Frieze Week London’s Annual Contemporary Art Metamorphosis

Frieze London

Each October Regent’s Park is transformed into a cultural epicentre where the best of the international art world comes together to celebrate being the best. The entire city of London seems to come alive during Frieze week, even those not directly associated with the fair.  Love it or loath it, Frieze is not to be missed, but it is also worthwhile to explore beyond the main pavilion and beyond Regent’s Park.

Frieze is a time when everything is big – big names, big statements, big crowds, big everything merge.  Perhaps one of the most memorable stunts (or artwork?) of last year’s fair was Christian Jankowski’s high-end yacht for sale.  Commenting on art and money in the most appropriate of venues, the yacht as a yacht was selling for €500,000, but the yacht as  an art object with the artist’s name added €125,000 to the price tag.  No one took the bait, but wild schemes draw attention and make Frieze what it is.  Sponsored by Deutsche Bank and in an architecturally designed tent by Carmody Groarke, Frieze is a spectacle.

Frieze is about ‘aesthetics’ but it is also about money.  Of course the vast majority of visitors to the fair do not have the means to purchase the works on offer, but the real purpose has, always been, and always will be buying and selling art.  2011 saw tens of thousands enter the doors and 2012 promises the same.  175 of the world’s leading contemporary galleries have snagged a coveted spot at the fair and include some familiar faces such as Gagosian, Hauser & Wirth, Alison Jacques, Lisson, Victoria Miro, Sprüth Magers, and White Cube.  While London galleries will have a strong presence, galleries from Europe, Asia, and North America will also exhibit.

In my opinion, the most interesting part of the fair is Frame, the portion devoted to young galleries exhibited single-artist curated exhibitions.  While these 21 galleries have not the prestige associated with the galleries listed above, the lesser-known does not imply less skill or less creativity.  While many galleries include as many of their represented artists as possible in their allotted space, the Frame galleries are able to create thoughtful exhibitions more reminiscent of a typical gallery display than an open showroom.

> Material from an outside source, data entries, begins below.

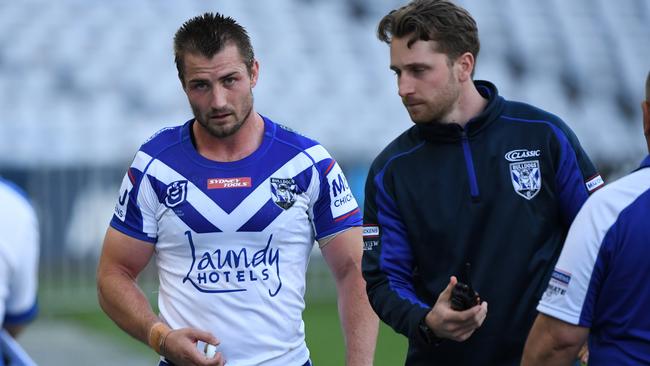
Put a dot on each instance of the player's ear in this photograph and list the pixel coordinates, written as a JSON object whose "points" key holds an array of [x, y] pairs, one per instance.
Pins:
{"points": [[255, 72], [464, 65]]}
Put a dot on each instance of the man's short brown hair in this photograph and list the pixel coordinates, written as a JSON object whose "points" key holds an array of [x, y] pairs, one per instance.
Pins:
{"points": [[450, 26]]}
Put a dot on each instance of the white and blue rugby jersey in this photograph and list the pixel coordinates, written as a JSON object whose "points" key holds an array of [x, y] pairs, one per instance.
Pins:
{"points": [[233, 239], [19, 249], [601, 278]]}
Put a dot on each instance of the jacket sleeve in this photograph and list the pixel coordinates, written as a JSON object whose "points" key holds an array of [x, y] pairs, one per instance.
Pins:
{"points": [[388, 261], [576, 176]]}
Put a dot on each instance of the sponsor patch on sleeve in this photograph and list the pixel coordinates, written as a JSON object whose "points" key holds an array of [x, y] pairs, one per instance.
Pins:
{"points": [[370, 231], [341, 199], [558, 284], [594, 183], [123, 199], [370, 236]]}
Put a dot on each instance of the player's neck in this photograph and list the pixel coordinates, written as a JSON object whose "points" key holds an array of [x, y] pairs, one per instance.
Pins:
{"points": [[232, 148], [469, 105]]}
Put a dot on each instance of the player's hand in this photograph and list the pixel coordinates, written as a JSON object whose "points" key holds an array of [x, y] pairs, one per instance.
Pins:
{"points": [[180, 348], [451, 324]]}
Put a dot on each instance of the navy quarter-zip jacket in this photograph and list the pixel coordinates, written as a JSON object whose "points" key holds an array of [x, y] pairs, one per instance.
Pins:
{"points": [[500, 194]]}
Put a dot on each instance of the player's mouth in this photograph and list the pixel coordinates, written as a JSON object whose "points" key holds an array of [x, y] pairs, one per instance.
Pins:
{"points": [[220, 115]]}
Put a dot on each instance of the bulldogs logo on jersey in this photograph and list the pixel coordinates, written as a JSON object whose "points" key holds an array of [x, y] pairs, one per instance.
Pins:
{"points": [[176, 193], [526, 178], [284, 192]]}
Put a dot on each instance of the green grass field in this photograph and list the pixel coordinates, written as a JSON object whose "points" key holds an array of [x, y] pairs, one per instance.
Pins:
{"points": [[325, 339]]}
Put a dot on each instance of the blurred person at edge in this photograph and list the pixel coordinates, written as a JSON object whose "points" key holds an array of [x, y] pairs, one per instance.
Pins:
{"points": [[477, 179], [19, 250], [599, 289], [231, 204]]}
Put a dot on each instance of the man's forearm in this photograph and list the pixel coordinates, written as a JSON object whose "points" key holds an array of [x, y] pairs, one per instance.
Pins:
{"points": [[122, 300], [359, 322]]}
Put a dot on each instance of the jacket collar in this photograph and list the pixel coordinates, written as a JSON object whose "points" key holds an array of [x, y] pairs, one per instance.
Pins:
{"points": [[645, 163], [451, 132]]}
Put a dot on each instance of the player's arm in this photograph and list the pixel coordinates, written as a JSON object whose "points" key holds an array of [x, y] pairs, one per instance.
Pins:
{"points": [[359, 322], [122, 260], [553, 342]]}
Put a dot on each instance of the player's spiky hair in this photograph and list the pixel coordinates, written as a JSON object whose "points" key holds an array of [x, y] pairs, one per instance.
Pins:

The focus of Frieze is on the contemporary, but on the other side of the park, Frieze Masters highlights art from throughout history: ancient to modern.  Over 90 galleries will take part in this fair, which aims to link the old and the new.  There is some crossover with a number of galleries exhibiting at both fairs, but Frieze Masters gives the opportunity for galleries to demonstrate the lasting relevance of great art from the past. Frieze masters intends to set the standard of what a London art fair should aspire to. It aims to raise the stakes and bring London in line with Maastricht and Art Basel.

On the walk from the main fair to Frieze Masters (each with a hefty admission charge), the sculpture park is an accessible aspect of the fair – it’s free!  The sculptures included this year have been selected by Clare Lilley, the Director of Programme at the Yorkshire Sculpture Park.  The mix of established and emerging sculptors includes: Hemali Bhuta, Adip Dutta, Sam Falls, Hans Josephsohn, Alan Kane and Simon Periton, Yayoi Kusama, Sean Landers, Michael Landy, Peter Liversidge, Andreas Lolis, Jean-Luc Moulene, David Nash, Damian Ortega, Anri Sala, Thomas Scheibitz, William Turnbull, and Maria Zahle.  After the crowds and confusion of the main tent, a stroll through the sculpture park allows some relaxation as well as interesting works of art.

During what has become known as “Frieze Week” it’s important not to limit oneself to just the ‘main attraction.’  Since the inception of the fair in 2003, a number of smaller satellite fairs have emerged to piggyback on the increased publicity and attendance Frieze provides.  Just a hop, skip, and a jump from Regents Park is Ambika P3, host to Sunday Fair.  The gallery-led venture is free to the public and encourages a more relaxed environment.  While small in comparison to Freize, 2011 had over 6,000 visitors throughout the four days demonstrating its popularity.  Another interesting alternative is the Moniker Art Fair at the Village Underground.  The idea of Moniker is creating a platform for artists to be experimental, and this year’s installation art theme will see many artists pushing their boundaries in a non-traditional fair setting.  At Frieze, most works on display will be in traditional media, so Moving Image was created to be a contemporary video art fair.  Located on the South Bank by Tate Modern, Moving Image encourages a new exhibition experience and brings visitors further south.  Last year, Sluice Art Fair was created as another satellite fair with a focus on not-for-profit gallery and artist spaces.  This year, however, later in October, the organizers will be hosting a Sluice art auction as a break from the traditional fair form. Multiplied will also be returning to Christie’s South Kensington with another offering of limited edition prints and multiples.

In addition to everything going on in Regent’s Park, many galleries have set up top-notch exhibitions, after a somewhat slow summer.  Highly influential dealers, artists, gallerists, and enthusiasts from around the world are coming to London in just a couple weeks – it’s time to get out and explore the best the city has to offer.